Мои пальцы невольно стиснули карточную колоду.

— Нет, — помотала я головой. — Кстати, эти карты никакого будущего не предсказывают, они только для игры. Это самые обыкновенные игральные карты. Да и я ничего такого не умею. Бабушка никогда бы не позволила мне заниматься подобными вещами.

— Ой, а попробуй мне что-нибудь предсказать!

— Но это же игральные карты! — возразила я. — Да и я не гадалка.

— А ты просто вытащи одну карту и скажи мне, что она означает, — настаивала Элизабет. — И для Жанны то же самое. Может, мы узнаем, что с ней будет дальше? Тебе ведь и самой интересно, правда?

— Только учти, эти карты ничего не значат, — заметила я, поворачиваясь к Жанне. — Я принесла их, только чтобы поиграть.

— Они очень красивые! — восхитилась она. — Меня при дворе учили играть в карты. Те тоже были яркие, вроде этих.

Передавая ей колоду, я предупредила:

— Аккуратно, они очень дорогие.

Пока она тасовала карты своими мозолистыми руками, я довольно ревниво следила за этим и продолжала:

— Демуазель показала мне эти карты, когда я была еще совсем маленькой, объяснила, как называется та или иная картинка, и научила разным играм. Она и теперь позволяет мне иногда брать их, ведь я очень люблю в них играть. Но я дала ей честное слово, что буду обращаться с ними очень бережно.

Жанна тут же вернула мне колоду, и я с готовностью протянула за ней руку, но при всей нашей осторожности одна из плотных тяжелых карт все-таки выпала из колоды на траву рубашкой вверх.

— Ох, извини! — воскликнула Жанна и быстро подхватила карту.

И вдруг по спине у меня пробежал холодок, а в ушах раздался тихий шепот. Луг передо мной, на котором коровы в тени дерева махали хвостами, прогоняя надоедливых мух — все это как бы отодвинулось от меня, и я вместе с Жанной оказалась отгороженной от реальной жизни некими тонкими стенками, точно угодив внутрь стеклянного сосуда, а может, и в иной мир.

— Ты бы все-таки взглянула, что там, на этой карте, — услышала я собственный голос и с изумлением поняла, что обращаюсь к Жанне.

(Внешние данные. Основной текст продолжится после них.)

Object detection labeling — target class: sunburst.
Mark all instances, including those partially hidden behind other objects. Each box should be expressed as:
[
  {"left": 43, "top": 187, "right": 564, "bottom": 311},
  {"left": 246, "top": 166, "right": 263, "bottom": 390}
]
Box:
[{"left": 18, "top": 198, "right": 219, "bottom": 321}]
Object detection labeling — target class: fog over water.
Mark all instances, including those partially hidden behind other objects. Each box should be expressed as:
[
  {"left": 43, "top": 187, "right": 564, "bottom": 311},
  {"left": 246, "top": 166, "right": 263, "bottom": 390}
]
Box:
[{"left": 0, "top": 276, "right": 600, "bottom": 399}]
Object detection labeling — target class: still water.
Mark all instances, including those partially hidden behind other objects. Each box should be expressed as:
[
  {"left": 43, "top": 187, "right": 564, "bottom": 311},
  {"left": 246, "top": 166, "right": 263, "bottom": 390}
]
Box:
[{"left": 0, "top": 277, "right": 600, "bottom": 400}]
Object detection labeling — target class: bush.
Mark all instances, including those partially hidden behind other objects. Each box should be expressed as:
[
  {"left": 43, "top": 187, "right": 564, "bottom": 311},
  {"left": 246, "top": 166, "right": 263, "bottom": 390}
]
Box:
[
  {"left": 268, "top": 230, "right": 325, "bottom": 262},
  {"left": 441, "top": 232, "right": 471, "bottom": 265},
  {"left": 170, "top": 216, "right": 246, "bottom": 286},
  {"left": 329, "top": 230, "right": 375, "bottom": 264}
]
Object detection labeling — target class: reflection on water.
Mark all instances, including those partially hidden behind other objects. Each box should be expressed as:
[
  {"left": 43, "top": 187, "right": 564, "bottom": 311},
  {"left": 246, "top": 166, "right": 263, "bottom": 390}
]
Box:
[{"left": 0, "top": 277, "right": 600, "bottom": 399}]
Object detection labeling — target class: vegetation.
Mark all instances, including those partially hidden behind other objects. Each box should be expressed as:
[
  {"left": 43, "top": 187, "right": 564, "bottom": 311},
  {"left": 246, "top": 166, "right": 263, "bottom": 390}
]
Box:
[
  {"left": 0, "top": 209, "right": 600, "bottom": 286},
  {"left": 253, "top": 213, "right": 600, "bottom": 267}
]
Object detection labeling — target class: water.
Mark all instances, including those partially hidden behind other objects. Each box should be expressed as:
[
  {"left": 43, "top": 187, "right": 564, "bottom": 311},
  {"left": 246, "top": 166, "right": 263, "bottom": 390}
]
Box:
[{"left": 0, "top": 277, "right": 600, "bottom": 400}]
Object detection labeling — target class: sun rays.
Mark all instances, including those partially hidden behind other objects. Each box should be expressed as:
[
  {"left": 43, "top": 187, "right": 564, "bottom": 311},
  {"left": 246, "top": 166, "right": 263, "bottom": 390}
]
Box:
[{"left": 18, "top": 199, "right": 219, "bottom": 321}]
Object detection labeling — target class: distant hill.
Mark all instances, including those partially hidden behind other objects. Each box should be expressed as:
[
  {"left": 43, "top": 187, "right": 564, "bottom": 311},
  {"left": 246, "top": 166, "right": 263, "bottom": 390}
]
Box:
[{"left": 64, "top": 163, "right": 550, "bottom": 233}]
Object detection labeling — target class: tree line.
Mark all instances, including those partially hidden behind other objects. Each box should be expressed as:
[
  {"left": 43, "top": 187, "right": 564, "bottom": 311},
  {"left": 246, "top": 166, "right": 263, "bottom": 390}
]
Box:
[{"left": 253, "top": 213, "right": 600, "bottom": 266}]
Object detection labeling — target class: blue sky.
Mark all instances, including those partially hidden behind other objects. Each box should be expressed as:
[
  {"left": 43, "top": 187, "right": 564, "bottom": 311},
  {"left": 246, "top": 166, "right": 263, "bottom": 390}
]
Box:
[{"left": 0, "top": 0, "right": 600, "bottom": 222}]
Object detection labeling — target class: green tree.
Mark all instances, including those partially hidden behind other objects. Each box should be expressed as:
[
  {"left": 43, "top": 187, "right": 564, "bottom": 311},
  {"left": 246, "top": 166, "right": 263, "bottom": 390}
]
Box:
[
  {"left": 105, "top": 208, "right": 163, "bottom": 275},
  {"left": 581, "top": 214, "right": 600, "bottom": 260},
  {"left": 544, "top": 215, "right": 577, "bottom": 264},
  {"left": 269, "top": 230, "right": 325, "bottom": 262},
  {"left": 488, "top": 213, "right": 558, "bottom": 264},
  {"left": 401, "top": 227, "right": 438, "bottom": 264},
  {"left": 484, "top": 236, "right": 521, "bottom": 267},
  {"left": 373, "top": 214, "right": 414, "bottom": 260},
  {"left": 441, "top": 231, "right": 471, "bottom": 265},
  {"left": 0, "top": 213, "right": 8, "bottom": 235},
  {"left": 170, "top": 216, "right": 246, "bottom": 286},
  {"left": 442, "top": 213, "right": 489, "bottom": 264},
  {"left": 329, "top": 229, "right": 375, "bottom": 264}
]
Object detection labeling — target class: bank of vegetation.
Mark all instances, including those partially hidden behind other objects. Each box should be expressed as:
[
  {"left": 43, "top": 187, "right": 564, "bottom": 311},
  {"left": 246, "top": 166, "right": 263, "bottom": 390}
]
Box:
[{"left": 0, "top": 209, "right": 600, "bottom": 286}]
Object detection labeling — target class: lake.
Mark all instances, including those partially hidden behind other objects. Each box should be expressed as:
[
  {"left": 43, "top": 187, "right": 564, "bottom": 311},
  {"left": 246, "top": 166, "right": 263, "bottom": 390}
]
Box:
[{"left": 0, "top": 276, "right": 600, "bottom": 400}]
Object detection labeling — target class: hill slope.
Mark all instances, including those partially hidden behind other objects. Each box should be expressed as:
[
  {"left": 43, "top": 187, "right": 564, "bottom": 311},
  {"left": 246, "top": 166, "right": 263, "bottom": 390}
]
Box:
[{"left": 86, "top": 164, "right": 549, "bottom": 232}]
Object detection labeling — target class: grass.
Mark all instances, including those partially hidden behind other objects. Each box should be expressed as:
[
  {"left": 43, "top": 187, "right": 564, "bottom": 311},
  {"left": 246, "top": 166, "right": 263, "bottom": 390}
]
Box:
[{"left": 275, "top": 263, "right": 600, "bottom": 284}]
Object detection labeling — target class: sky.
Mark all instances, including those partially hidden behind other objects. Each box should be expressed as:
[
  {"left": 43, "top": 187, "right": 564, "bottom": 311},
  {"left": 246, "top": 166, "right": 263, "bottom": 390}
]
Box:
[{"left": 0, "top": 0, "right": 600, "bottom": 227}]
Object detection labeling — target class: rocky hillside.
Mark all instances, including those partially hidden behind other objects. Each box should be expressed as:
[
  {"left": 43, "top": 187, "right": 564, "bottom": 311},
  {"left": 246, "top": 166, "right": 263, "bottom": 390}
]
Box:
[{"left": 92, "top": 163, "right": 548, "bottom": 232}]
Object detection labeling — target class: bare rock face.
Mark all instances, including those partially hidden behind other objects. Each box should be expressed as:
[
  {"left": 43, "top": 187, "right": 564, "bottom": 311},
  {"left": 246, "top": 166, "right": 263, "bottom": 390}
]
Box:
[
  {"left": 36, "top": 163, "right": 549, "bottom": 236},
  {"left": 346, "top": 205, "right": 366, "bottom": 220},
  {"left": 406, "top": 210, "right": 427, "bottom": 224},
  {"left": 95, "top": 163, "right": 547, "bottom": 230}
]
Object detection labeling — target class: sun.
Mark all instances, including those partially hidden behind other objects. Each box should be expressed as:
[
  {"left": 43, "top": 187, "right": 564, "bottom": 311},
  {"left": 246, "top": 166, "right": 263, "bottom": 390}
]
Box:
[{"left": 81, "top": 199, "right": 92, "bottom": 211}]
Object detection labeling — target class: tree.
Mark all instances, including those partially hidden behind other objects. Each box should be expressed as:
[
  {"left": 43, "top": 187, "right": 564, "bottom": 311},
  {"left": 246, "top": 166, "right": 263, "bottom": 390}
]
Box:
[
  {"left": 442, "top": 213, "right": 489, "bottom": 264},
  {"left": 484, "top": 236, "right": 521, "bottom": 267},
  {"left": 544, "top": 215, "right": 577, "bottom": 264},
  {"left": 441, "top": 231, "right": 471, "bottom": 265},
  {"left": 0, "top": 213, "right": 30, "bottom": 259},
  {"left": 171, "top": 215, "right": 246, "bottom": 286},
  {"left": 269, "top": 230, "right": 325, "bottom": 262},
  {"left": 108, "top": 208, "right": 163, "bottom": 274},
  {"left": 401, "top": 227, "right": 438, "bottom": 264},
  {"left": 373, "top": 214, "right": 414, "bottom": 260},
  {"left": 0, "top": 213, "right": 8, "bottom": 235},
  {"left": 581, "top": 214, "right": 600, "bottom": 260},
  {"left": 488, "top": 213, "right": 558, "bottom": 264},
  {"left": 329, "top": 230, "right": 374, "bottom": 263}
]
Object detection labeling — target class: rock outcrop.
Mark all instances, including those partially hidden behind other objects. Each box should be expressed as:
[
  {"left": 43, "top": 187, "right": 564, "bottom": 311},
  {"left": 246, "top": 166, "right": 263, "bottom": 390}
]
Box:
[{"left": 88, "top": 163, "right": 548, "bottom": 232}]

Она посмотрела на карту, и глаза ее слегка расширились от удивления. Показав мне яркую картинку, она спросила:

— И что это значит?

На карте был изображен человек в голубой ливрее, подвешенный вниз головой за одну ногу; вторая нога была слегка согнута, и ее большой палец касался второй, вытянутой ноги; было такое ощущение, словно человек танцует в воздухе, повиснув вверх тормашками. Руки его были соединены за спиной, как во время поклона. Мы обе обратили внимание на то, как весело разлетаются его синие волосы, как радостно он улыбается, болтаясь вот так, вниз головой.

— «Le Pendu», [«Повешенный» (фр.).] — прочла Элизабет. — Какой ужас! Что это означает, Жакетта? Ведь это же не значит, что…

Она осеклась.

— Это вовсе не значит, что тебя повесят, — быстро сказала я Жанне. — Даже не думай об этом. Повторяю: это просто игральные карты, не стоит обращать внимание на подобные глупости.

— Но все-таки что-то она, наверное, значит? — снова встряла Элизабет, хотя сама Жанна молчала, будто это вовсе не она вытащила карту, будто это была не ее судьба, будто она и не стремилась выяснить свое будущее, которое теперь я пыталась загладить.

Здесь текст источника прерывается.